Following on from this thread:
I'd like to implement this for 3 significant domains on our site. I've writen the follwoing regex to match youtube, bbc and google domians
and I'd like to supliment them with squashed.bbc.co.uk squashed.youtube.com and squashed.google.com my log sources are Webwasher 6 howerver I seam to be unable to get it to implement the replacement.
I've tried setting under log sources > user defined columns > populate this column
setting it to look for URL, site, and also using the log headder "req_line"
none of those have had any effect as far as I can see, and the documentaion is a bit vaigue on this too.
Can any one provide any pointers to doing this?

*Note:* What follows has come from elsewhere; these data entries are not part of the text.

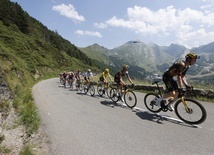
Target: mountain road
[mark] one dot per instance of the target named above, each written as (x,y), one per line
(78,123)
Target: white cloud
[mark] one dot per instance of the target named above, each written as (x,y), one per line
(68,11)
(90,33)
(100,25)
(184,26)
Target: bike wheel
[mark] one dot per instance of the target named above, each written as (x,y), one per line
(194,113)
(130,99)
(100,89)
(150,103)
(85,89)
(92,90)
(113,95)
(108,89)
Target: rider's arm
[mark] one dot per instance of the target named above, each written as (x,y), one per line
(130,80)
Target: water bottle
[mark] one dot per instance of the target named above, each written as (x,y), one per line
(170,99)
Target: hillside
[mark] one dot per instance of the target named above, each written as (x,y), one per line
(29,52)
(147,59)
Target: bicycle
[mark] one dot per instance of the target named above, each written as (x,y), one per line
(128,96)
(79,85)
(187,109)
(90,88)
(104,88)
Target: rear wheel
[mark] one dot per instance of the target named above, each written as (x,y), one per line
(100,89)
(113,95)
(194,113)
(92,90)
(130,99)
(149,101)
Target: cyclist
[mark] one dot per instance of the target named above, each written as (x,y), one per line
(104,75)
(64,75)
(71,78)
(78,78)
(118,78)
(87,76)
(178,69)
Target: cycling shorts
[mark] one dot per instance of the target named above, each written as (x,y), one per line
(170,83)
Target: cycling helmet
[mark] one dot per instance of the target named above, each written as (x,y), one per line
(125,66)
(192,56)
(107,70)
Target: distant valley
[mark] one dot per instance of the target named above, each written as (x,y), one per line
(148,59)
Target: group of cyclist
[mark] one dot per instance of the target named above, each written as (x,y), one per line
(178,69)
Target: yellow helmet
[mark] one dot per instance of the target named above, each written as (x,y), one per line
(192,55)
(125,66)
(107,70)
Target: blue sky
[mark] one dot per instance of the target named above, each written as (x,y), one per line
(111,23)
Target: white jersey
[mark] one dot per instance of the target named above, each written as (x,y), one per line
(88,74)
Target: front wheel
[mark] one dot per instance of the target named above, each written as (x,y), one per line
(113,95)
(130,99)
(192,113)
(149,101)
(100,89)
(92,90)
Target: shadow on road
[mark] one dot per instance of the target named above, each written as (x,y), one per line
(146,115)
(112,104)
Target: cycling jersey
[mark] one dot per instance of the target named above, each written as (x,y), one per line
(176,69)
(104,74)
(119,75)
(87,75)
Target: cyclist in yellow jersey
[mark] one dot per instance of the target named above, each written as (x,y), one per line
(178,69)
(104,75)
(118,78)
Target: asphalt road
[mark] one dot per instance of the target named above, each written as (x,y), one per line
(78,124)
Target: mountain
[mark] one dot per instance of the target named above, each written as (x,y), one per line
(147,59)
(30,52)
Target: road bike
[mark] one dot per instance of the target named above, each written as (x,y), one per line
(79,85)
(104,88)
(128,96)
(89,88)
(187,109)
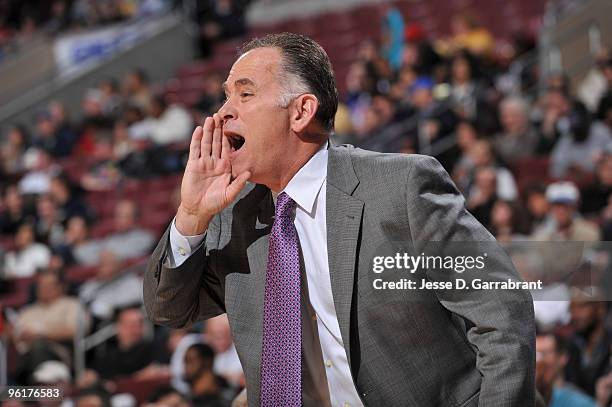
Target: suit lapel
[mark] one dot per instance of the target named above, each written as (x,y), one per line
(344,213)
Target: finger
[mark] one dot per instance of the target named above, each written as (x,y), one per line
(207,137)
(237,185)
(226,148)
(195,145)
(216,150)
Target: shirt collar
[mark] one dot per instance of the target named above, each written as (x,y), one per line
(305,185)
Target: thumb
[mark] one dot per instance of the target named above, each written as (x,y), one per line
(237,185)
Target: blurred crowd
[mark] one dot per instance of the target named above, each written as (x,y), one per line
(21,20)
(533,162)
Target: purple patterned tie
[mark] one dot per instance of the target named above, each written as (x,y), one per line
(281,354)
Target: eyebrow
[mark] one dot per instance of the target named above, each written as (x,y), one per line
(239,82)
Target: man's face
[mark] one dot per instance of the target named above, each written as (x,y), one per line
(194,365)
(252,113)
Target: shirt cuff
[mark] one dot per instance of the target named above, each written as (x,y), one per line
(181,246)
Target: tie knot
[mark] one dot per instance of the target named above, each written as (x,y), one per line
(284,205)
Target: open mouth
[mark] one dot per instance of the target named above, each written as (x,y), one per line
(236,141)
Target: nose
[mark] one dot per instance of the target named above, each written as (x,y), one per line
(228,111)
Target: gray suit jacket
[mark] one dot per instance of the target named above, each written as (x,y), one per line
(448,348)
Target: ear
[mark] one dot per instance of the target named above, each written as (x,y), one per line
(303,111)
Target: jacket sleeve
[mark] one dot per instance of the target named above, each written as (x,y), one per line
(500,324)
(178,296)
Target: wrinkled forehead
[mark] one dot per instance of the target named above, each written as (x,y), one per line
(259,66)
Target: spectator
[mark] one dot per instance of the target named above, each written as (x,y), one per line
(593,87)
(111,288)
(580,145)
(590,345)
(44,330)
(213,95)
(467,34)
(110,97)
(14,213)
(517,139)
(136,89)
(481,155)
(41,170)
(466,92)
(28,255)
(206,388)
(77,247)
(166,125)
(553,106)
(131,353)
(93,397)
(506,221)
(68,199)
(538,207)
(393,36)
(128,241)
(551,359)
(419,53)
(435,119)
(49,227)
(566,224)
(219,19)
(53,135)
(218,336)
(595,196)
(13,149)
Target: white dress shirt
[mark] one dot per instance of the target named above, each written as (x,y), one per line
(307,188)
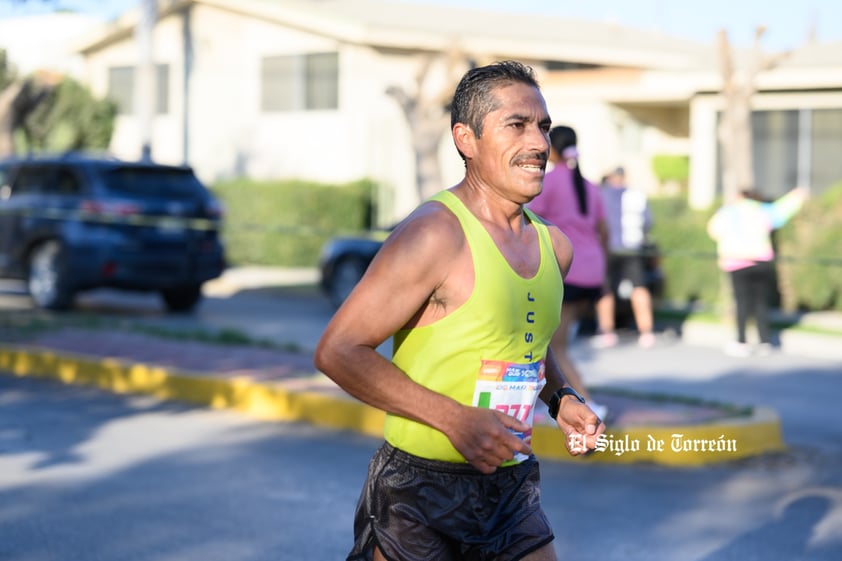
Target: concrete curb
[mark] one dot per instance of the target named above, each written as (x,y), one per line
(681,445)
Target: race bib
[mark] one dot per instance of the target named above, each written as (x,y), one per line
(511,388)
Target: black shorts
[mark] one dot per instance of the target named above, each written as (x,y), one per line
(575,293)
(627,267)
(415,509)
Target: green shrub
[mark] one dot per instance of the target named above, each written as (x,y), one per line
(671,167)
(688,254)
(810,264)
(285,223)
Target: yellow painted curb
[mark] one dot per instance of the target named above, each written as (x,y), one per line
(685,445)
(258,400)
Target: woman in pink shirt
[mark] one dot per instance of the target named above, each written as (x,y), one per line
(575,205)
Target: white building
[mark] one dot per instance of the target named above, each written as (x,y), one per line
(297,89)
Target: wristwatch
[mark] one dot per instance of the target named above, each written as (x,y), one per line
(555,399)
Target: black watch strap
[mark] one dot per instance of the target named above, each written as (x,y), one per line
(555,399)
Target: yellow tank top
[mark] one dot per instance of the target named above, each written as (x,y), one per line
(490,351)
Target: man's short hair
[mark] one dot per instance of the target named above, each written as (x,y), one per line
(473,99)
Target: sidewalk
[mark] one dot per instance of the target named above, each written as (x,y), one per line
(274,384)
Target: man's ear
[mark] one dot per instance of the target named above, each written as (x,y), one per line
(463,137)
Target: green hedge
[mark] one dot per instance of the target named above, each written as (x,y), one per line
(688,260)
(809,265)
(287,222)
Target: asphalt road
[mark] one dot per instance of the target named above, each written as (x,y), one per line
(86,475)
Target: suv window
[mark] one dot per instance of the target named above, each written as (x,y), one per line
(32,179)
(127,180)
(66,183)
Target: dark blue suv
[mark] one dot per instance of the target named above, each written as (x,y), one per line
(75,222)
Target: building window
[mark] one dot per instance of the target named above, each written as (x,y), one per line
(794,147)
(121,88)
(300,82)
(825,145)
(775,151)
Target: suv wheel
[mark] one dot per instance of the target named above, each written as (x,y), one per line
(46,279)
(182,298)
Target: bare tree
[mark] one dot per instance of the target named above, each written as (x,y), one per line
(428,115)
(738,88)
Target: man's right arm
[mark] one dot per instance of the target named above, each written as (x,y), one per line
(413,264)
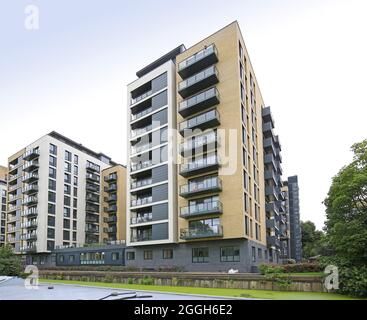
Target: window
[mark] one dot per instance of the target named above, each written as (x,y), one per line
(67,201)
(52,161)
(52,173)
(51,196)
(52,184)
(67,189)
(67,156)
(51,208)
(50,233)
(115,256)
(230,254)
(67,167)
(148,255)
(51,221)
(53,149)
(130,255)
(167,254)
(67,178)
(200,255)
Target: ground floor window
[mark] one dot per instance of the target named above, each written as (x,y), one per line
(200,255)
(167,254)
(230,254)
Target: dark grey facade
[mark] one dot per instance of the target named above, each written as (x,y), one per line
(202,256)
(294,217)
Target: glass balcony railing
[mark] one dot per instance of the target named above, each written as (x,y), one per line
(147,217)
(198,82)
(213,207)
(200,166)
(203,186)
(201,59)
(203,121)
(199,102)
(200,233)
(141,201)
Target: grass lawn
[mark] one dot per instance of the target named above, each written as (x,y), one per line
(236,293)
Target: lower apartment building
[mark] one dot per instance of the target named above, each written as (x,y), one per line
(55,196)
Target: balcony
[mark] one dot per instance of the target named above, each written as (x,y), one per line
(273,241)
(209,141)
(93,167)
(111,198)
(141,201)
(29,213)
(30,189)
(141,165)
(112,209)
(29,224)
(92,177)
(141,183)
(111,177)
(201,233)
(147,217)
(198,82)
(29,201)
(199,102)
(92,187)
(31,154)
(30,166)
(204,121)
(29,178)
(202,209)
(90,197)
(210,185)
(200,60)
(29,249)
(200,166)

I'm guessing this will have an negitive impact on my log processing, however I expect it will help the DB, as for example I have over 96K unique domains for google that would be droped down to just 1, which with the reduced data to report on, and better understanding on usage of that site makes this quite and attractive way to go.....
If its not possible to do this in web reporter the way I want can I do this with my own sql query that would run after log processing jobs but before reporting jobs?

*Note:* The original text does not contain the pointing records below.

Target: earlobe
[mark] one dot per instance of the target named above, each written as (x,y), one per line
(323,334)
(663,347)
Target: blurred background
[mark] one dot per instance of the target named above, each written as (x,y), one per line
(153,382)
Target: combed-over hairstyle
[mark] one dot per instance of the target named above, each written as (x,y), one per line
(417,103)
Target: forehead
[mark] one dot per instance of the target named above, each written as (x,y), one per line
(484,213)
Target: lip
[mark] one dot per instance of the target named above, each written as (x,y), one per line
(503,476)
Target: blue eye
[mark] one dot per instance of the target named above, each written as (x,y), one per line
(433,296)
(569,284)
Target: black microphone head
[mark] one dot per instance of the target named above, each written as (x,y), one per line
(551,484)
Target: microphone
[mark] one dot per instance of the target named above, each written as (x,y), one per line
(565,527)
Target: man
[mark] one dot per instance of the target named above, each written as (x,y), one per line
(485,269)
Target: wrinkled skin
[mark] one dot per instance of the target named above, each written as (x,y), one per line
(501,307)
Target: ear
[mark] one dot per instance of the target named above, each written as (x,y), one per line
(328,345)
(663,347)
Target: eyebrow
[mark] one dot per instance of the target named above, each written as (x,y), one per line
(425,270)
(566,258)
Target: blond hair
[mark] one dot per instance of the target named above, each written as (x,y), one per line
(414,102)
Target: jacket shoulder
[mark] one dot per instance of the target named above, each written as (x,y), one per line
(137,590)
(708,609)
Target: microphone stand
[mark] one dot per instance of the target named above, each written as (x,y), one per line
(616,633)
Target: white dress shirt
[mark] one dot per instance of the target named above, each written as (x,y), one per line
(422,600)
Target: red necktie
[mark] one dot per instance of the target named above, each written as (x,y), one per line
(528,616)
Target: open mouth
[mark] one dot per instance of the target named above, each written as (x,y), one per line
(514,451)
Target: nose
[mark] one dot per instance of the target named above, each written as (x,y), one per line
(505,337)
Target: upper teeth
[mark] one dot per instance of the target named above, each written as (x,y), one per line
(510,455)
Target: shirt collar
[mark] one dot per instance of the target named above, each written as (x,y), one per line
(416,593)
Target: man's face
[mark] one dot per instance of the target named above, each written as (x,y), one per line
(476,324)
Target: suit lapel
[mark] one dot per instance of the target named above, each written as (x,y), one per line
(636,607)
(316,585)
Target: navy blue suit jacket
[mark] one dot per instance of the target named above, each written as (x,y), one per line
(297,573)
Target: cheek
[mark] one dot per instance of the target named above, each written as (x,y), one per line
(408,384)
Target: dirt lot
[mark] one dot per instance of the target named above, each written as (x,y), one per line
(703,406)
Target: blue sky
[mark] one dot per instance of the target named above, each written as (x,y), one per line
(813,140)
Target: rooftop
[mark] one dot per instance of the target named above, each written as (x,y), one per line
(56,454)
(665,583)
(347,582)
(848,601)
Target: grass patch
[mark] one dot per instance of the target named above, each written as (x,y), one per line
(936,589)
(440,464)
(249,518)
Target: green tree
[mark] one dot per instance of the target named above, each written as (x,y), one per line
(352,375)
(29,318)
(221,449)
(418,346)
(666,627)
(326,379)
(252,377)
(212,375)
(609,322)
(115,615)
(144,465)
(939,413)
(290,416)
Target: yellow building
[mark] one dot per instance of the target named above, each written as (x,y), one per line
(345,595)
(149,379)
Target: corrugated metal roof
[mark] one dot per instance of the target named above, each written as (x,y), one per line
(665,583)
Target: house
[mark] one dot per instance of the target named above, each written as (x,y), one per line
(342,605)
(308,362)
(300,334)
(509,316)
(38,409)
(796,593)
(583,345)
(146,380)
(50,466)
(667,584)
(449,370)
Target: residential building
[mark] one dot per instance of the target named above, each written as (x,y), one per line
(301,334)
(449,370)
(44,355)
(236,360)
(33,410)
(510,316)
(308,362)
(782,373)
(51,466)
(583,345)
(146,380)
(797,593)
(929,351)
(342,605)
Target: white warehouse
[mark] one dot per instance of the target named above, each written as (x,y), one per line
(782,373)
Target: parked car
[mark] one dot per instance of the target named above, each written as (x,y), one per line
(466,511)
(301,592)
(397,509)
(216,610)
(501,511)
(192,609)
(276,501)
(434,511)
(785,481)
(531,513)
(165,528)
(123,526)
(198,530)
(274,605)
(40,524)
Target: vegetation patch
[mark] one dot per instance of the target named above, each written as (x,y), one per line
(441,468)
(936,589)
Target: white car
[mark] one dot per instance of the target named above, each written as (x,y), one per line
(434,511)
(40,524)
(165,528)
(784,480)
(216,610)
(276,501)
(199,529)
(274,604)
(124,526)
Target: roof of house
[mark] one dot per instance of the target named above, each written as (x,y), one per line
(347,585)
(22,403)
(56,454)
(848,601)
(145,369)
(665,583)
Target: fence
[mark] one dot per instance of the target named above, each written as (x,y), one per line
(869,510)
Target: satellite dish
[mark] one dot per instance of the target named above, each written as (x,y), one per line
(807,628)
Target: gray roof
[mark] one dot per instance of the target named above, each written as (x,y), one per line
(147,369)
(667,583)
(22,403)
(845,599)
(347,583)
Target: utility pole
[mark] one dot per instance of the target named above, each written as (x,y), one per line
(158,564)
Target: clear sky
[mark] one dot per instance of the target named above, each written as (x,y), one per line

TrisMessage was edited by: trishoar - missing link on 16/09/11 11:47:21 CDT
Sorry for not responding sooner, as I've been out of the office until today.
1) You will not be able to reduce the number of records inserted since you are applying the ruleset to a new column, and have no ability to modify the column where the real URL/Site name is stored. So you are adding a detail item (which might help make reports better reflect you needs), but won't actually reduce the db records.

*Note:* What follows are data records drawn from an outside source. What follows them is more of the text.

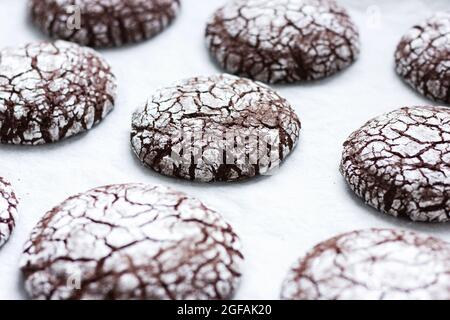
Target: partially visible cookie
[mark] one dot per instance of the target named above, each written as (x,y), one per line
(218,128)
(376,264)
(8,210)
(51,91)
(283,40)
(399,163)
(103,23)
(423,57)
(132,241)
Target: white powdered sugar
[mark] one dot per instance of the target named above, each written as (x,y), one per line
(376,264)
(283,40)
(132,242)
(103,23)
(400,163)
(218,128)
(51,91)
(8,210)
(422,57)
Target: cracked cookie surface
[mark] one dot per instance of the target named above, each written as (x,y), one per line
(283,40)
(8,210)
(423,57)
(218,128)
(399,163)
(132,241)
(51,91)
(103,23)
(376,264)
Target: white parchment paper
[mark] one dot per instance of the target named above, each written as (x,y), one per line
(279,217)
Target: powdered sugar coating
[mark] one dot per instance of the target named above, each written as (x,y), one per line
(283,40)
(132,241)
(103,23)
(51,91)
(422,57)
(218,128)
(399,163)
(8,210)
(372,265)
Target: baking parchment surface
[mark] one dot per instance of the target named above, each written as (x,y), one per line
(278,217)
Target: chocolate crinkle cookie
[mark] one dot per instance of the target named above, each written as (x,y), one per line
(376,264)
(103,23)
(218,128)
(399,163)
(132,241)
(8,210)
(423,57)
(51,91)
(283,40)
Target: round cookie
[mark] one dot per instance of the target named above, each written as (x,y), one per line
(376,264)
(218,128)
(132,241)
(51,91)
(423,57)
(399,163)
(8,210)
(283,41)
(103,23)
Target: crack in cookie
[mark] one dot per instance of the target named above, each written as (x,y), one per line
(218,128)
(8,210)
(376,264)
(422,57)
(283,40)
(103,23)
(132,241)
(399,163)
(51,91)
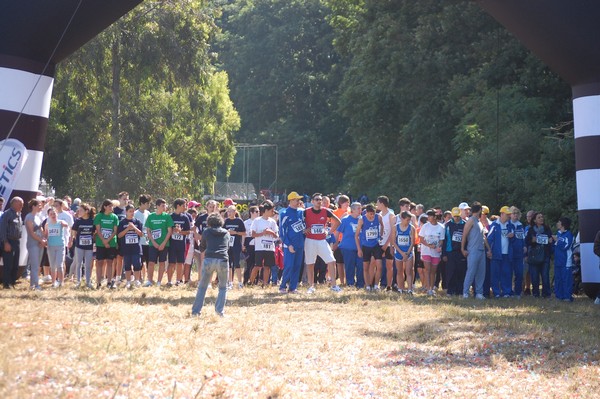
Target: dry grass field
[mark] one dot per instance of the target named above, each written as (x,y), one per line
(143,343)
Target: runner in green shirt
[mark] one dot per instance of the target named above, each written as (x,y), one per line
(159,226)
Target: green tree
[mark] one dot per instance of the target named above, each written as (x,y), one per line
(142,108)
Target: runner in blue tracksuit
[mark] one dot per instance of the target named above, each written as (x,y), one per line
(500,236)
(563,261)
(291,232)
(518,246)
(352,263)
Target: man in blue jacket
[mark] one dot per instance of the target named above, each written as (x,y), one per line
(291,232)
(500,237)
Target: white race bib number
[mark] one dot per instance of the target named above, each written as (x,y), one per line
(298,226)
(317,229)
(371,233)
(132,239)
(403,241)
(541,239)
(519,235)
(85,240)
(457,236)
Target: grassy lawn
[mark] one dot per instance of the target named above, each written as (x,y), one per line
(143,344)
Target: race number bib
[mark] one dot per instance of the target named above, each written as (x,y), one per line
(457,236)
(371,233)
(298,226)
(403,241)
(519,235)
(85,240)
(132,239)
(54,231)
(317,229)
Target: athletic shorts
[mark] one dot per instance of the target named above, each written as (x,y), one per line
(337,254)
(130,261)
(176,255)
(154,255)
(369,252)
(388,253)
(398,256)
(433,259)
(189,254)
(314,248)
(264,258)
(103,253)
(234,257)
(145,251)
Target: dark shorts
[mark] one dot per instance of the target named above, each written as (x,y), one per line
(337,254)
(234,257)
(388,253)
(134,261)
(154,255)
(176,255)
(369,252)
(264,258)
(103,253)
(145,251)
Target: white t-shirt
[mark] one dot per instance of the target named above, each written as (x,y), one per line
(387,225)
(142,216)
(248,226)
(66,216)
(432,234)
(266,242)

2) In regards to performance, it's really hard to say. Since the user defined columns are only for detail data, you could actually have slower reports if the data you require could have been pulled from summary data (which is about 10x smaller and better indexed). It really depends on what you need, and how exctaly you are doing it.
3) I would expect very little log parsing performance impact unless the regex is really bad because generally the log parsing bottlenecks on the DB side and the regex would be done by Web Reporter.
4) For the user defined column config, make sure you are not using "req_line" in the free input text box. Any of the recognized columns need to be selected from the dropdown or the rule won't work. If possible, attache screenshots of the config for your rule-set and user define column tab on the log source config.